An equitable way to pay physicians? Structured salaries only, Mayo suggests

Mayo Clinic's review of 2,845 physicians' pay suggests a structured, salary-only compensation model, which the system has used for more than 40 years, effectively eliminates pay disparities. 

The Rochester, Minn.-based health system turned to a structured compensation program for physicians to remove financial incentives to deliver unnecessary or less-than-desired care, according to a Mayo Clinic News Network report published by Morning Call. The model contains no incentives or opportunities for bonus pay, and nonsalary compensation and benefits are consistent across the system's locations and specialties. 

Cleveland Clinic and Kaiser Permanente also pay physicians salaries without incentives for volume of services performed. Their models stand in contrast to fee-for-service payments and arrangements, which can offer incentives for physicians to order more services than are best for patients.

To assess compliance with its own compensation model and whether it effectively rules out pay gaps, Mayo Clinic reviewed data — pay, demographics, specialty, full-time equivalent status, benchmark pay, leadership roles and other factors — for all permanent staff physicians employed by Mayo Clinic in Arizona, Florida and Minnesota who held clinical roles as of January 2017.

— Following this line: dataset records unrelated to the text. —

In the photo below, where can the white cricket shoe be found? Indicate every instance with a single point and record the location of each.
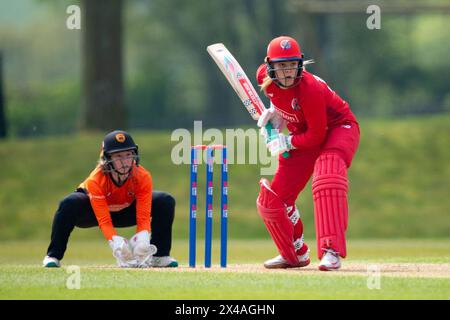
(50, 262)
(281, 263)
(163, 262)
(330, 260)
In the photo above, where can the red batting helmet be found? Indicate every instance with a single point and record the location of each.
(281, 49)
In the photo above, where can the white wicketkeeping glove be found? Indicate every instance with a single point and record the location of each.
(142, 249)
(122, 252)
(280, 144)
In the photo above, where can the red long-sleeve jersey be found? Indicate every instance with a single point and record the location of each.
(309, 108)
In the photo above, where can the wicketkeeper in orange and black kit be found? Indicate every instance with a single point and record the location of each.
(118, 193)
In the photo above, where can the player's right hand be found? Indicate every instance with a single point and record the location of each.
(121, 251)
(271, 115)
(142, 249)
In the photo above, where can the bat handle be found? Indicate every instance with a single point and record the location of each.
(273, 134)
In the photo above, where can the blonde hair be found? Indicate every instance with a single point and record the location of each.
(267, 81)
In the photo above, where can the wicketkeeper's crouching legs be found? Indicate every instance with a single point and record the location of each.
(76, 211)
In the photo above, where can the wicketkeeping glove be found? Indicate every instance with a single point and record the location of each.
(142, 249)
(122, 252)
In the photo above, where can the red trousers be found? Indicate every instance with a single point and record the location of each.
(293, 173)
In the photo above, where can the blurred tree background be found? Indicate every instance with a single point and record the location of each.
(169, 79)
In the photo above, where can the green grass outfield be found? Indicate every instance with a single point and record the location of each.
(407, 269)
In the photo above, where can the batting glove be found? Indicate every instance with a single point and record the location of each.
(271, 115)
(280, 144)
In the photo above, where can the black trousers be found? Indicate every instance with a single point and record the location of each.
(76, 211)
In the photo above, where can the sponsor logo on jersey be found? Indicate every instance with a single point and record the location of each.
(294, 104)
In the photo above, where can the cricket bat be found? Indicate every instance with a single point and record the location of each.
(241, 85)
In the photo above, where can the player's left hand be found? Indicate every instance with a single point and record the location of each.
(279, 144)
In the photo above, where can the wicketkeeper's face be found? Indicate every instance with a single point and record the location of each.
(286, 72)
(123, 161)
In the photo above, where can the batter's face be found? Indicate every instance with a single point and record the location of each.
(286, 72)
(122, 161)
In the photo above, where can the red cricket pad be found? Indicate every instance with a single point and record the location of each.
(273, 212)
(329, 188)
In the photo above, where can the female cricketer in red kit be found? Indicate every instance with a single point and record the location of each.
(323, 138)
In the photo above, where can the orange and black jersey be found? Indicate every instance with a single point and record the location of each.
(107, 198)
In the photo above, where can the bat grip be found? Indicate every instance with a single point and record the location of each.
(273, 134)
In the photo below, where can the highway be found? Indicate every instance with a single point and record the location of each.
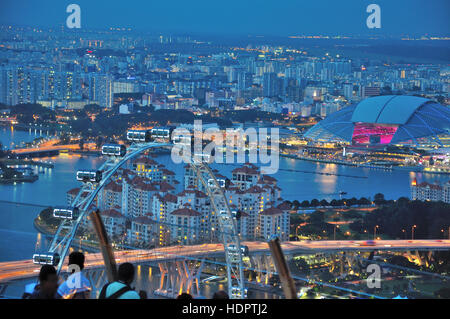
(25, 268)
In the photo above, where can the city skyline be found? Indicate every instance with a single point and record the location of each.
(203, 17)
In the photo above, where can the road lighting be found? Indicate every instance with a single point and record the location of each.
(412, 231)
(375, 232)
(296, 231)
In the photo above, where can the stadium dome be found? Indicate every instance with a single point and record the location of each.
(385, 119)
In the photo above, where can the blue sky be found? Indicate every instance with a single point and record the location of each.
(263, 17)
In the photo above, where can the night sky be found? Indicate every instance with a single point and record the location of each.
(238, 17)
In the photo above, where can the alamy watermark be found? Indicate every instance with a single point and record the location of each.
(374, 19)
(256, 146)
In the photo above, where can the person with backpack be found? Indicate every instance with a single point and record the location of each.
(121, 288)
(77, 286)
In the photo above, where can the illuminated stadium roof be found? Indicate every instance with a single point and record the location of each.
(385, 119)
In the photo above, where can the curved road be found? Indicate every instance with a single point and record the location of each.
(25, 268)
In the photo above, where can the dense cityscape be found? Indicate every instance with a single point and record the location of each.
(356, 129)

The system affirmed pay equity for 96 percent of the 2,845 physicians it reviewed. For those physicians whose salaries fell outside the predicted range, further evaluation found they actually had the appropriate compensation — most often due to unique or blended departmental appointments. Of the 115 physicians with higher- or lower-than-predicted compensation, there was no correlation with gender, race or ethnicity.

Mayo stands behind the findings as a call for healthcare organizations to systematically define the drivers and incentives of physician compensation, assess whether they unfairly exclude or disadvantage certain groups, then develop more equitable processes. 

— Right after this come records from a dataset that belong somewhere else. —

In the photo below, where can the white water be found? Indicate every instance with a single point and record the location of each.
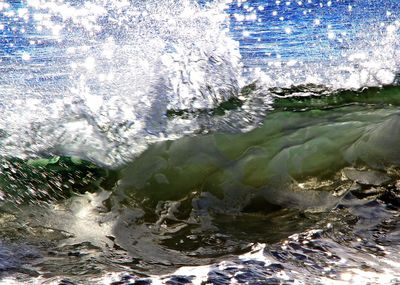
(96, 78)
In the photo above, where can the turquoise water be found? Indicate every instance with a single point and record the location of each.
(181, 142)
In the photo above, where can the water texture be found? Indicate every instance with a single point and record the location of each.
(184, 142)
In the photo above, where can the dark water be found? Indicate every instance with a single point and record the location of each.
(174, 142)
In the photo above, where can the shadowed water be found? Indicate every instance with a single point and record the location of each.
(182, 142)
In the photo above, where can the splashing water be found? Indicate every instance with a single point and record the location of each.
(97, 79)
(168, 99)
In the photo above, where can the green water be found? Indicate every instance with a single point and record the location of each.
(202, 198)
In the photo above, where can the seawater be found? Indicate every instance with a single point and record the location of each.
(183, 142)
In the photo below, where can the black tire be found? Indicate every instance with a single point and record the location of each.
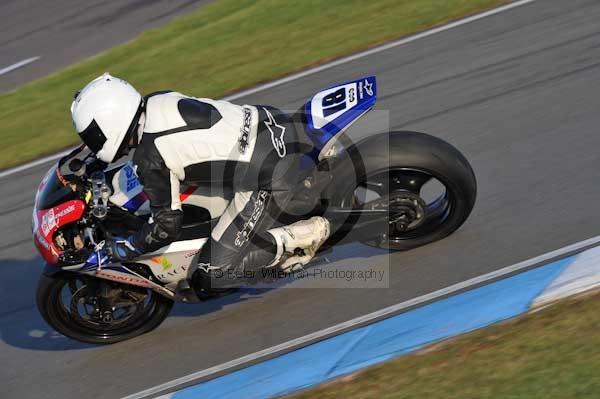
(50, 306)
(406, 150)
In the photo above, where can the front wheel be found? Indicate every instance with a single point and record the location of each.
(426, 185)
(97, 311)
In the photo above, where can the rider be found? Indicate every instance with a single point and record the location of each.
(252, 150)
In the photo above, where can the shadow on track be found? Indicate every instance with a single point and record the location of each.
(22, 326)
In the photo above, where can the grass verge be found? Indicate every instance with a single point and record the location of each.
(220, 48)
(553, 353)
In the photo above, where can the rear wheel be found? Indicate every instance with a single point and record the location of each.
(97, 311)
(427, 187)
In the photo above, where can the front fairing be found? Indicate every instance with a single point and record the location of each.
(56, 205)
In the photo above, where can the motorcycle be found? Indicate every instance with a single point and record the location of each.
(395, 190)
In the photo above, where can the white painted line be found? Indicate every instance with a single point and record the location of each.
(18, 65)
(332, 64)
(382, 313)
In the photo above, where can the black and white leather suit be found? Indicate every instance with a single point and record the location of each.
(250, 149)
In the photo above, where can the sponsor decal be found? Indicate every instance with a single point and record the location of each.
(64, 212)
(245, 130)
(243, 235)
(42, 241)
(175, 272)
(190, 254)
(352, 94)
(49, 222)
(117, 276)
(369, 87)
(277, 133)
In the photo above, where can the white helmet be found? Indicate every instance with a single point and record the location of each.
(105, 114)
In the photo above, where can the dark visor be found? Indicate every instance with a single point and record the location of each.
(93, 137)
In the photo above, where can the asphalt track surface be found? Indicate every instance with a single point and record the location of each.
(517, 92)
(62, 32)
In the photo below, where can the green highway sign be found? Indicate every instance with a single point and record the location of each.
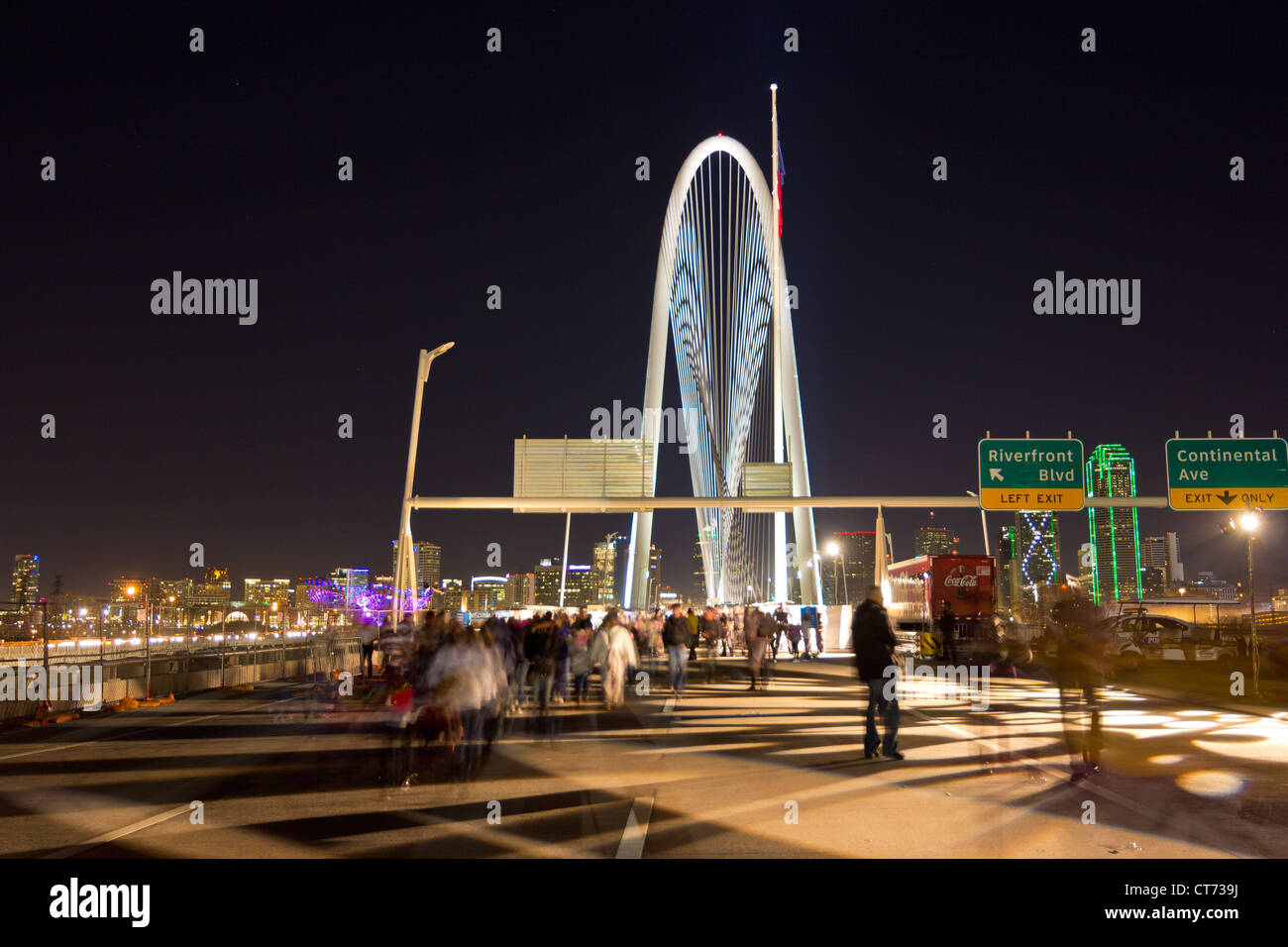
(1025, 474)
(1228, 474)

"Our analysis is unique and to our knowledge the first to demonstrate that a structured compensation model achieved equitable physician compensation by gender, race and ethnicity, while also meeting the practice, education and research goals of a large academic medical center such as Mayo Clinic," says Sharonne Hayes, MD, a Mayo Clinic cardiologist and the study's first author. "The analysis of this long-standing salary-only model was reassuring, not only that it was equitable, but that we as an organization adhere to our own standards."